Deruta adorava ogni singola varietà di quelle elencate: ogni volta che ne assaggiava una, le uova colorate la mattina seguente erano garantite. Vi ricorderete, infatti, che la nostra gallina era capace di deporre ovetti variopinti, ogni volta che mangiava un frutto o una verdura di suo particolare gradimento. Immaginatevi che sfumature potevano nascere dalla buccia di una pesca ben matura…

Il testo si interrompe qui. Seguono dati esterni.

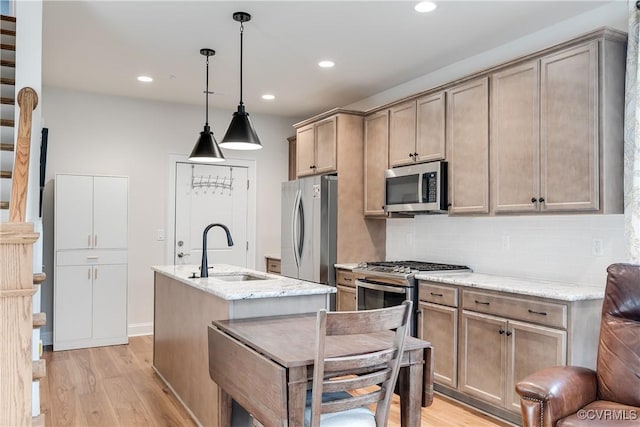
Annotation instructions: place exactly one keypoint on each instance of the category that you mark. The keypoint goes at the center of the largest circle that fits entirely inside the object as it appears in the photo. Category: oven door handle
(379, 287)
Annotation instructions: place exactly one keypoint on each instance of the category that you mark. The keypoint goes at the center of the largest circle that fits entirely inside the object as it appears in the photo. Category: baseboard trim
(133, 330)
(138, 329)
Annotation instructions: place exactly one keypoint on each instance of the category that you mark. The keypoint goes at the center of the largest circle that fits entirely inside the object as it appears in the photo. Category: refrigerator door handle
(294, 228)
(302, 227)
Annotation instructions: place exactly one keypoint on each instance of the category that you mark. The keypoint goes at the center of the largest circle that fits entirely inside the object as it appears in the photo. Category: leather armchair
(568, 396)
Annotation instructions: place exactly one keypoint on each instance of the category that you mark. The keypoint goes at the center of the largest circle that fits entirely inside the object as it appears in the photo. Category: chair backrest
(618, 369)
(338, 369)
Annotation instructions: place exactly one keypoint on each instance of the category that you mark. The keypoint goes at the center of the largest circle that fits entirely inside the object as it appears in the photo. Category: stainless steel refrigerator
(309, 224)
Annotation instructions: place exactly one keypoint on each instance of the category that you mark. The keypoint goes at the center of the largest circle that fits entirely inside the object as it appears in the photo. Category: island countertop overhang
(272, 286)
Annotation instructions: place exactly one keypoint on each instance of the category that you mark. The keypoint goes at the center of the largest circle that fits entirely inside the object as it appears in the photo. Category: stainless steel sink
(238, 277)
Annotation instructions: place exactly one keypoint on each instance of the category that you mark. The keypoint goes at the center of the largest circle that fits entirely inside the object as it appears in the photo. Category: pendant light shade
(240, 134)
(206, 149)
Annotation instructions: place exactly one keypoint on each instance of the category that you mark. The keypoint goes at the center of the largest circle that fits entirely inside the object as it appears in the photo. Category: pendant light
(241, 135)
(206, 149)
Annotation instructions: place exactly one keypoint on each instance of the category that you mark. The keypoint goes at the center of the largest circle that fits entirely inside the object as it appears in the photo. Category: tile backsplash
(567, 248)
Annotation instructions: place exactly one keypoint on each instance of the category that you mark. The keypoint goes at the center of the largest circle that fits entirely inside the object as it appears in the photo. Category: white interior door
(207, 194)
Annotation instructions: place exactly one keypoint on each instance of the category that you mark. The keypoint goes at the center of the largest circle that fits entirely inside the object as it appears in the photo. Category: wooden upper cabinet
(515, 139)
(430, 131)
(316, 147)
(326, 144)
(305, 150)
(376, 160)
(467, 129)
(402, 134)
(569, 129)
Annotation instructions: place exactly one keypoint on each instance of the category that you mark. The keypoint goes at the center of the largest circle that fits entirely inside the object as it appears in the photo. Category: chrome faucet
(204, 267)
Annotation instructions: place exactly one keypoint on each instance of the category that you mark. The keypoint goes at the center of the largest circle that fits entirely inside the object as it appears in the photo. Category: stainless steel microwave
(417, 188)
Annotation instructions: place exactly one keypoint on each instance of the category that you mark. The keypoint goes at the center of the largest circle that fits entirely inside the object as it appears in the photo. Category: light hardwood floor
(116, 386)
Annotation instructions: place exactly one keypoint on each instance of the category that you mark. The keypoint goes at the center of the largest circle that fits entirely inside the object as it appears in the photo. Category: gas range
(405, 269)
(388, 283)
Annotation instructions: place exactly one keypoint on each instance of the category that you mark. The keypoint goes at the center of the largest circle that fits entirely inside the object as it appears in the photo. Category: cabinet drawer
(544, 313)
(91, 256)
(345, 278)
(438, 294)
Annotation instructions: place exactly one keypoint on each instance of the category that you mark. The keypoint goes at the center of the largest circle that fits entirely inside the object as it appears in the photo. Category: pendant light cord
(207, 95)
(241, 34)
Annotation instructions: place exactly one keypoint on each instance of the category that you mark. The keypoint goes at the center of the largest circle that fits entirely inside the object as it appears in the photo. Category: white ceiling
(101, 46)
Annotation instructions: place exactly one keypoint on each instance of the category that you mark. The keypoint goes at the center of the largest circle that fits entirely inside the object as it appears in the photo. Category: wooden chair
(373, 374)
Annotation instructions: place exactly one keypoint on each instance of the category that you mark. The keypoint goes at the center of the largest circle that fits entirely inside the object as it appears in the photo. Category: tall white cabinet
(90, 285)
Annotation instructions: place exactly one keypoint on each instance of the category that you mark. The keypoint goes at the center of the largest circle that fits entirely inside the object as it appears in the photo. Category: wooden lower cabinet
(440, 324)
(486, 341)
(529, 349)
(346, 287)
(496, 353)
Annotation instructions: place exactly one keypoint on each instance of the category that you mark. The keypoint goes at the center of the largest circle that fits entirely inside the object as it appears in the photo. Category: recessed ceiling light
(326, 64)
(425, 6)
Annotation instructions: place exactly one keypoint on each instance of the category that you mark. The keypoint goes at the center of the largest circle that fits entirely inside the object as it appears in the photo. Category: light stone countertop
(346, 266)
(538, 288)
(272, 287)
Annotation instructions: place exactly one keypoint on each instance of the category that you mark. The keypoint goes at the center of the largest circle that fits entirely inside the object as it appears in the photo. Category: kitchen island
(184, 307)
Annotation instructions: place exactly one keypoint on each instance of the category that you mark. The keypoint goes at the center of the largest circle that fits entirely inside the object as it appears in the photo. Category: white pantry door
(207, 194)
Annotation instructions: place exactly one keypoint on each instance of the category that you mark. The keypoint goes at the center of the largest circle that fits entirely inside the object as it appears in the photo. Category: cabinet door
(73, 311)
(305, 151)
(569, 129)
(73, 212)
(110, 212)
(483, 357)
(468, 147)
(376, 160)
(346, 299)
(109, 301)
(326, 145)
(402, 134)
(430, 131)
(529, 349)
(515, 139)
(439, 325)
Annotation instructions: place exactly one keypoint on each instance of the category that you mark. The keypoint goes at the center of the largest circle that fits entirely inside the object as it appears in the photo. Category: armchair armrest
(554, 393)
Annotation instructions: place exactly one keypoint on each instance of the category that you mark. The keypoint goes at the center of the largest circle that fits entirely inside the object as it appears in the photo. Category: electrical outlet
(506, 242)
(597, 247)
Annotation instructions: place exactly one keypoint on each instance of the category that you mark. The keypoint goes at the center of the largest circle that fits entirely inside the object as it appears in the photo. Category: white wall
(612, 15)
(100, 134)
(29, 74)
(544, 247)
(559, 248)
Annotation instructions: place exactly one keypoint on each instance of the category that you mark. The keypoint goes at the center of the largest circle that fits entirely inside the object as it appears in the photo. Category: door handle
(294, 228)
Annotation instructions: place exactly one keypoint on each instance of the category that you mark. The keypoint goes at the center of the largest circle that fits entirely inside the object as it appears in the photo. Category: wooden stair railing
(28, 101)
(16, 284)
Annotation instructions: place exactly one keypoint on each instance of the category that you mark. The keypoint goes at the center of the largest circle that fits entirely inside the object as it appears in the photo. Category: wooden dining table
(265, 364)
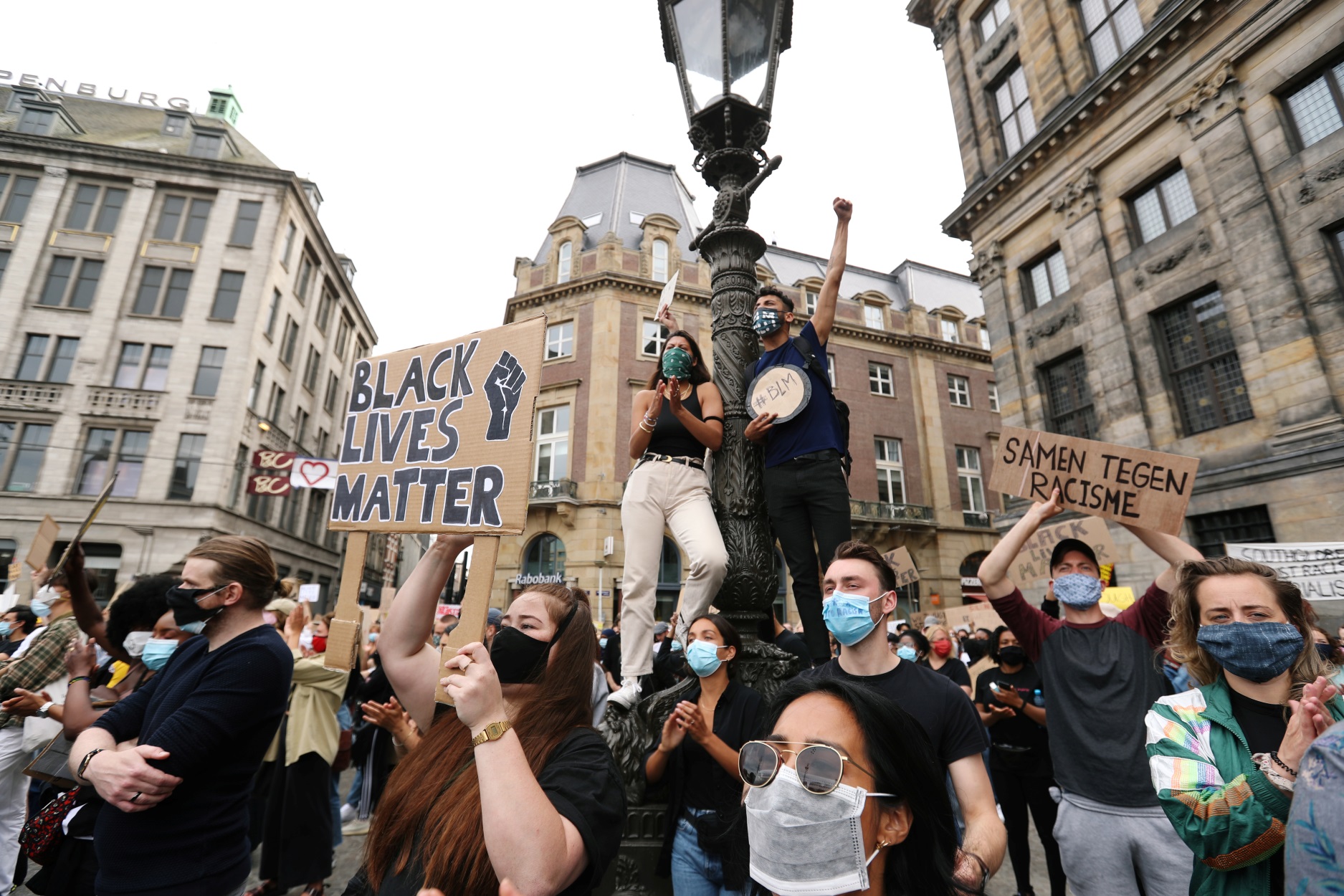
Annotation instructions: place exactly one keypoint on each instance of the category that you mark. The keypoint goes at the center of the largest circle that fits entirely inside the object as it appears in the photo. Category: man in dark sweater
(1101, 676)
(176, 816)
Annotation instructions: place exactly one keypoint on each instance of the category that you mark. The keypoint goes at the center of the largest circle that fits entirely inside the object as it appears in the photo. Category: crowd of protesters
(1190, 743)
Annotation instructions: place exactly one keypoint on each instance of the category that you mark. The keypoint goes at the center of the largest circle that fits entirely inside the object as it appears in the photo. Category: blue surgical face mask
(703, 659)
(766, 321)
(849, 619)
(1078, 590)
(156, 653)
(1254, 650)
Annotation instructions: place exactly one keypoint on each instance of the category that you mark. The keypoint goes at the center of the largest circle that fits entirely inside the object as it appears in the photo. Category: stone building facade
(168, 304)
(917, 378)
(1155, 196)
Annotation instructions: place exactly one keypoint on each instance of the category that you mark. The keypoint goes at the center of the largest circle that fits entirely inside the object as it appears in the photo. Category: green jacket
(1225, 809)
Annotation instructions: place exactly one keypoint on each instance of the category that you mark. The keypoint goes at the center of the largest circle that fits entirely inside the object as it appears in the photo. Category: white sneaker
(628, 695)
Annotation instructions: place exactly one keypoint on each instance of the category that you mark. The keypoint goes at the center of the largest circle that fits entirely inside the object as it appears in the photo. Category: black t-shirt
(583, 785)
(938, 705)
(955, 671)
(1021, 746)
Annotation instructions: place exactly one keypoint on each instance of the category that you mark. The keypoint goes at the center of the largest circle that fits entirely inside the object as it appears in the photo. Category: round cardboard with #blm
(784, 390)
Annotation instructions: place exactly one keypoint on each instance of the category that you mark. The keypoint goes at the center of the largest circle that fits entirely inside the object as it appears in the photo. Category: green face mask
(677, 363)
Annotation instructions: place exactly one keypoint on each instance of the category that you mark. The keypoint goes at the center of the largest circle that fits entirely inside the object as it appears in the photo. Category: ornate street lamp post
(726, 54)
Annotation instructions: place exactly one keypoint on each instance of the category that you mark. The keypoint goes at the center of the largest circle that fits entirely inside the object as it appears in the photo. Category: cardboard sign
(1316, 567)
(903, 565)
(313, 473)
(42, 543)
(784, 390)
(273, 459)
(439, 438)
(1148, 490)
(1032, 565)
(276, 484)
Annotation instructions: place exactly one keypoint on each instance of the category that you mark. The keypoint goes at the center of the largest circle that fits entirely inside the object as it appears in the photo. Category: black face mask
(184, 608)
(519, 659)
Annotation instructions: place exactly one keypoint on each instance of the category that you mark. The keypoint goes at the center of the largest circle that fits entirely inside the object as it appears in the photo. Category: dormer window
(660, 261)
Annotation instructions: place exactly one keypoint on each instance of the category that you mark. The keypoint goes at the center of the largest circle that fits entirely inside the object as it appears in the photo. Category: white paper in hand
(666, 301)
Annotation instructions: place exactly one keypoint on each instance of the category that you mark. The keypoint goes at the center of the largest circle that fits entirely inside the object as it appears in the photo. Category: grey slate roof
(133, 127)
(619, 187)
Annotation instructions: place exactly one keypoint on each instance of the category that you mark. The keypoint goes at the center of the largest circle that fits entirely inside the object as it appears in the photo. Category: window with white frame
(660, 261)
(559, 340)
(958, 390)
(553, 445)
(1163, 206)
(652, 338)
(566, 262)
(892, 479)
(880, 379)
(1015, 118)
(1047, 280)
(968, 480)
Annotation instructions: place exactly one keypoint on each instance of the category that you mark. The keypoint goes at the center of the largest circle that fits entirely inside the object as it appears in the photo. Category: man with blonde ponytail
(176, 819)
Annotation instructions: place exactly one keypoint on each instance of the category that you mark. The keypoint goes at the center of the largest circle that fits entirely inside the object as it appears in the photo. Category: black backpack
(842, 409)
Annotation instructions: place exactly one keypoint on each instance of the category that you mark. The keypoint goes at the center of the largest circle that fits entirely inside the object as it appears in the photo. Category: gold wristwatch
(494, 731)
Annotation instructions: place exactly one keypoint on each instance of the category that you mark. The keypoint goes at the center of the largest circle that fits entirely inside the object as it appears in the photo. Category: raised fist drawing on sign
(503, 389)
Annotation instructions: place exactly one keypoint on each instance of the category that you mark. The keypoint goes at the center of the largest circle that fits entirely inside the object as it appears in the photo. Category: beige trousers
(675, 496)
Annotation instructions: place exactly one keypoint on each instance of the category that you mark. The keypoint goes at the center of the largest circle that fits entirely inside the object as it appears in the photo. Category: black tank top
(669, 434)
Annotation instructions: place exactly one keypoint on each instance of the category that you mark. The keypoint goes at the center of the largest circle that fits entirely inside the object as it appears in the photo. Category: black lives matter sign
(439, 438)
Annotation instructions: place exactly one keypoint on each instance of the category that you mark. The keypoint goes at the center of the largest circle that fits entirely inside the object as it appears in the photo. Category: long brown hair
(1182, 639)
(434, 796)
(699, 373)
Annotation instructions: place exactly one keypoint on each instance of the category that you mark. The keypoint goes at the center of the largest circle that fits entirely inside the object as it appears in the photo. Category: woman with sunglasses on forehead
(705, 844)
(844, 796)
(674, 422)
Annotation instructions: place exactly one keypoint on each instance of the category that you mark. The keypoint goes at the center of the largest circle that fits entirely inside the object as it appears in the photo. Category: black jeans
(1018, 793)
(809, 500)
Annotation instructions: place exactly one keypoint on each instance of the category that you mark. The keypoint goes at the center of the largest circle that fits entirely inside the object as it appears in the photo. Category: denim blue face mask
(849, 619)
(156, 653)
(1078, 590)
(703, 659)
(766, 321)
(1253, 650)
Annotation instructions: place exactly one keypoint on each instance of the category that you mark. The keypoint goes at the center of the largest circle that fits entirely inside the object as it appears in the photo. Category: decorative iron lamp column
(726, 54)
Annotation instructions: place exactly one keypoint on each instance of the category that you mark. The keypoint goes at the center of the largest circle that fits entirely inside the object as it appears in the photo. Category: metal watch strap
(492, 731)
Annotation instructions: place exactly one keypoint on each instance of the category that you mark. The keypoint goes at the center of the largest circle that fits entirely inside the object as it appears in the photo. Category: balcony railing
(880, 511)
(554, 490)
(978, 519)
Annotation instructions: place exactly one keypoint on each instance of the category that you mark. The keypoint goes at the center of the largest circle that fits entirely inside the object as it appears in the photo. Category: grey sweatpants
(1107, 849)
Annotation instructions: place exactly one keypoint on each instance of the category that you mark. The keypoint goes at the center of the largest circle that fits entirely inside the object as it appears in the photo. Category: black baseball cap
(1072, 544)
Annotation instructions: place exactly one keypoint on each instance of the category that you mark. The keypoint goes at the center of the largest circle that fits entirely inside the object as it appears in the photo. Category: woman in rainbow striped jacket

Come tutti nel vicinato, anche lei attendeva con ansia la maturazione delle ciliegie. Ogni giorno scrutava attentamente quelle palline rosse, sperando che, sentendosi osservate, facessero più in fretta a maturare. Fatica vana: fino al giorno precedente, a causa della temperatura insolitamente fredda per quel periodo, non un frutto si era staccato dal ramo.
E poi, quella mattina, ecco l’inizio del “tempo delle ciliegie”. Improvviso (anche troppo, visto il dolore alla testa che ancora sentiva…!), quanto desiderato. La gallina doveva proprio ammettere di non esserselo aspettato: ormai, aveva perso le speranze per quell’anno. Merito del sole del pomeriggio precedente, che, anche se in ritardo rispetto agli altri anni, aveva fatto il suo dovere.
Ora, però, il dovere passava nelle zampe di qualcun altro. Una volta mature, quelle belle ciliegie, andavano pur raccolte!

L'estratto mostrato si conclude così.